Guided Decoding#
Guided decoding (or interchangeably constrained decoding, structured generation) guarantees that the LLM outputs are amenable to a user-specified grammar (e.g., JSON schema, regular expression or EBNF grammar).
TensorRT LLM supports two grammar backends:
XGrammar: Supports JSON schema, regular expression, EBNF and structural tag.
LLGuidance: Supports JSON schema, regular expression, EBNF.
Online API: trtllm-serve#
If you are using trtllm-serve, enable guided decoding by specifying guided_decoding_backend with xgrammar or llguidance in the YAML configuration file, and pass it to --extra_llm_api_options. For example,
cat > extra_llm_api_options.yaml <<EOF
guided_decoding_backend: xgrammar
EOF
trtllm-serve nvidia/Llama-3.1-8B-Instruct-FP8 --extra_llm_api_options extra_llm_api_options.yaml
You should see a log like the following, which indicates the grammar backend is successfully enabled.
......
[TRT-LLM] [I] Guided decoder initialized with backend: GuidedDecodingBackend.XGRAMMAR
......
JSON Schema#
Define a JSON schema and pass it to response_format when creating the OpenAI chat completion request.
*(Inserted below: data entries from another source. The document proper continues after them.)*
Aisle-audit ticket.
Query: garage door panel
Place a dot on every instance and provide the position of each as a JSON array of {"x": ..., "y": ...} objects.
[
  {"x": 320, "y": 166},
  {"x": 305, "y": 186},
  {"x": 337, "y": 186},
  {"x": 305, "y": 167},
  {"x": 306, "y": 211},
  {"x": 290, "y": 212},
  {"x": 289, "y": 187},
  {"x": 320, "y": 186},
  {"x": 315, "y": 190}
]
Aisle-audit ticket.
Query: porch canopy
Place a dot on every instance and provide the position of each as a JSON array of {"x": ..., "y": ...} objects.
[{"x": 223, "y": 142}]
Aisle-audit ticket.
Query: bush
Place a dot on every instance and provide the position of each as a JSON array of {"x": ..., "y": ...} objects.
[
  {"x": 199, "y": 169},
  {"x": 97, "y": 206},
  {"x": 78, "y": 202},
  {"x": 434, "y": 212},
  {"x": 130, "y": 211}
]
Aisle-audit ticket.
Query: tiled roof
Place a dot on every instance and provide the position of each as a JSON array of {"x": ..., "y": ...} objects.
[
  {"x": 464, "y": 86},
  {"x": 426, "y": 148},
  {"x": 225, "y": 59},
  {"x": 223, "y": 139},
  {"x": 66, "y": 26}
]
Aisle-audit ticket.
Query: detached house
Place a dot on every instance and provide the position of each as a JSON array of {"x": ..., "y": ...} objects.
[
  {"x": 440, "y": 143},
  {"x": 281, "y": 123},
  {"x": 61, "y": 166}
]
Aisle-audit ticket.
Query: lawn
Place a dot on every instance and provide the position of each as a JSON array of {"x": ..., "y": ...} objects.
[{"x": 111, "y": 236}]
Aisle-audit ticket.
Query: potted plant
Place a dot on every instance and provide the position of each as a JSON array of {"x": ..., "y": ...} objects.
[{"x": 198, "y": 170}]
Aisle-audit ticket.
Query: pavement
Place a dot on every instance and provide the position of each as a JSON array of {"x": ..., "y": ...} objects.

Alternatively, the JSON schema can be created using pydantic.
from openai import OpenAI
client = OpenAI(
base_url="http://localhost:8000/v1",
api_key="tensorrt_llm",
)
json_schema = {
"type": "object",
"properties": {
"name": {
"type": "string",
"pattern": "^[\\w]+$"
},
"population": {
"type": "integer"
},
},
"required": ["name", "population"],
}
messages = [
{
"role": "system",
"content": "You are a helpful assistant.",
},
{
"role": "user",
"content": "Give me the information of the capital of France in the JSON format.",
},
]
chat_completion = client.chat.completions.create(
model="nvidia/Llama-3.1-8B-Instruct-FP8",
messages=messages,
max_completion_tokens=256,
response_format={
"type": "json",
"schema": json_schema
},
)
message = chat_completion.choices[0].message
print(message.content)
The output would look like:
{
"name": "Paris",
"population": 2145200
}
Regular expression#
Define a regular expression and pass it to response_format when creating the OpenAI chat completion request.
from openai import OpenAI
client = OpenAI(
base_url="http://localhost:8000/v1",
api_key="tensorrt_llm",
)
messages = [
{
"role": "system",
"content": "You are a helpful assistant.",
},
{
"role": "user",
"content": "What is the capital of France?",
},
]
chat_completion = client.chat.completions.create(
model="nvidia/Llama-3.1-8B-Instruct-FP8",
messages=messages,
max_completion_tokens=256,
response_format={
"type": "regex",
"regex": "(Paris|London)"
},
)
message = chat_completion.choices[0].message
print(message.content)
The output would look like:
Paris
EBNF grammar#
Define an EBNF grammar and pass it to response_format when creating the OpenAI chat completion request.
from openai import OpenAI
client = OpenAI(
base_url="http://localhost:8000/v1",
api_key="tensorrt_llm",
)
ebnf_grammar = """root ::= description
city ::= "London" | "Paris" | "Berlin" | "Rome"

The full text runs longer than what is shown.